人がたてる物音はおろか、風の音も虫の声もしない。まるで、世界から人がいなくなってしまったような…。


「…っ!?」


背後に風を感じて振り返る。


そこにいたのは…


全身を纏う黒い忍装束。
額で光木ノ葉額当て。
手には赤く濡れたクナイ。
感情のない顔と冷たい瞳。


私が誰よりも愛した人。


「イタチ…」


イタチの体が動く。
鋭い衝撃を感じた。


これが…
イタチの決断なんだね…。


私は、イタチに刺された。


涙で視界が滲む。訳の分からない感情が全身を駆け巡る。
クナイを抜かれ支えをなくした私はイタチに向かって倒れ寄りかかるような体制になった。


「みんな…殺したの…?うちはのみんなを…イタチが……」


無言。
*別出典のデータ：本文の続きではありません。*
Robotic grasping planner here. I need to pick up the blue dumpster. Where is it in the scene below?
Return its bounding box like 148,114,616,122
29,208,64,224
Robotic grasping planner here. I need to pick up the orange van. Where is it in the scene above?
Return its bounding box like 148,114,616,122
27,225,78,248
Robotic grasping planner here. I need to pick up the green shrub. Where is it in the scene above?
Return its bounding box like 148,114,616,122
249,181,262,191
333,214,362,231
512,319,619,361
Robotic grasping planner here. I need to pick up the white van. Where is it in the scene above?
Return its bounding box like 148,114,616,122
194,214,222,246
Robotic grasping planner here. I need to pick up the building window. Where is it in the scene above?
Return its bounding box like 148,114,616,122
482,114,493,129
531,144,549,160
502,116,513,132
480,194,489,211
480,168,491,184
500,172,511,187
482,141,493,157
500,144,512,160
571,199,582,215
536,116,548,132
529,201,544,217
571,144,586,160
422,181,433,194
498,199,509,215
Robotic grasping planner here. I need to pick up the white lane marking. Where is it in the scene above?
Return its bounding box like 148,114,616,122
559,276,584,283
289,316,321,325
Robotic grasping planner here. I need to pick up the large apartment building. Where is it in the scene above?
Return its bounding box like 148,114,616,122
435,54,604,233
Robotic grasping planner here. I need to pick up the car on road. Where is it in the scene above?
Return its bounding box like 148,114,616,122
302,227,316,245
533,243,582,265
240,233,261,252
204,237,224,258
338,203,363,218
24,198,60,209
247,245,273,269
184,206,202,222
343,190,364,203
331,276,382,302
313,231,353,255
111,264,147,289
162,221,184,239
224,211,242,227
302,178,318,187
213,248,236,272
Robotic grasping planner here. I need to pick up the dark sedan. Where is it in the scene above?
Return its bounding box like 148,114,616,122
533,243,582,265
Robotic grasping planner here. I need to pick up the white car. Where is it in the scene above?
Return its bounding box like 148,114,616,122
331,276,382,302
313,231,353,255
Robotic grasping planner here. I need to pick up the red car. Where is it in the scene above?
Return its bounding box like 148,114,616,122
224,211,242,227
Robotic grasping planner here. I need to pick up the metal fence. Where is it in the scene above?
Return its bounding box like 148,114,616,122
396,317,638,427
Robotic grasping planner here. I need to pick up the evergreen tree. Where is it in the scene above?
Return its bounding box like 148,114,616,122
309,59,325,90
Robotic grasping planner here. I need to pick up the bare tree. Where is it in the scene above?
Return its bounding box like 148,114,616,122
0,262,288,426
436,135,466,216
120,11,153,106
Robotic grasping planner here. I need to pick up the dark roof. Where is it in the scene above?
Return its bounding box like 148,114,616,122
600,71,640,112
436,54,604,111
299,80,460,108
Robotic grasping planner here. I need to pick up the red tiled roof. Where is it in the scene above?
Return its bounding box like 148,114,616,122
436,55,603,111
それは肯定を意味する。
やっと分かった。イタチが悩み苦しんでいたことが。


「これが、任務なんだね…」


うちは一族を滅ぼすこと。それがイタチの任務。そしてイタチはそれを実行した。


「イタ…チ……」


意識が途絶えようとする。痛みが言葉を紡がせない。でも、言わなきゃ。
イタチは感情のない瞳で私を見下ろしている。


イタチ、あんたは自分を憎めと言った。恨めと言った。
でも、私は…それでも……


「愛してる」


イタチの瞳が大きく揺れた。


「愛してる、イタチ。ずっとずっと…」


あんたは憎まれることを望んでいるのかも知れない。でも、私は、憎んだりしない。


「イタチ…悲しい時や、辛い、時は……私を…思い出して……」


私はイタチの幸せになりたい。


「私は、イタチを…愛し、てる、から……。だから…」


だから、ねぇ。


「一人じゃないよ…?」


私がいる。
イタチには私がいる。


「これから進む道が、どれだけ、ごほっ、…どれだけ辛くても……この夜がどれだけ、イタチを苦しめても……」


どうか、どうか、お願いだから。


「私を忘れ、ないで…」


傍にいるよ。
心だけは必ず傍にいる。


力を振り絞り私は微笑む。
私はイタチの中で綺麗でいたいから。


「愛してる…忘れないで……私が、イタチを、っ…イタチを……」


私は多分ひどいことを言っている。私を殺したことを忘れるなとイタチに言っているのだ。なんて、ひどい。今イタチを憎んで罵ればイタチの心は幾分か救われる。
でも…でもね、それは悲しい。それはすごく悲しい。イタチは悲しみに包まれてしまう。
それなら私はどれだけイタチを苦しめる存在になろうとも、イタチを優しさで包みたい。イタチの涙を拭ってやりたい。


「愛してる。イタチ、愛してる。ずっと、ずっとよ」


イタチの頬に涙がつたう。
初めて見たイタチの涙。
綺麗だね。
やっと見れた。やっとイタチは泣けた。満足だよ。…無念は一つあるけど。鉛のような腕をあげお腹に手をあてる。


私は微笑み混沌へと堕ちてゆく。
愛した人の腕の中で。


最期に感じたのは頬に落ちた暖かい涙の温度だった。





















「ねえ、『空知らぬ雨』って知ってる?」
「なんだ、それは?」
「空が知らない雨。つまり、涙のこと」
「へぇ…」
「私、これを知った時すごく感動したの。綺麗じゃない?」
「そうだな」
「…イタチは泣かないよね」
「アカネはすぐ泣くな」
「悪かったわね」
「褒めてるんだぞ?」
「……イタチが泣きたくても泣けない時は、多分空が泣いているんだね」
「雨が降るってことか?」
「うん。…イタチは空見たい」
「空…?」
「うん。青空を見ても、星空を見ても、暁空、茜空を見ても私はイタチを思う。雨が降っている時はイタチが泣いているように見える」
「…おかしなやつだな」
「うん、自分でも思う。…ねえ、イタチ」
「ん?」
「大好き」
「…俺もだよ」







空知らぬ雨



あなたが流す涙は悲しいほど優しく、苦しいほど温かかった。
どうか、あなたが逝く時は笑っていけますように。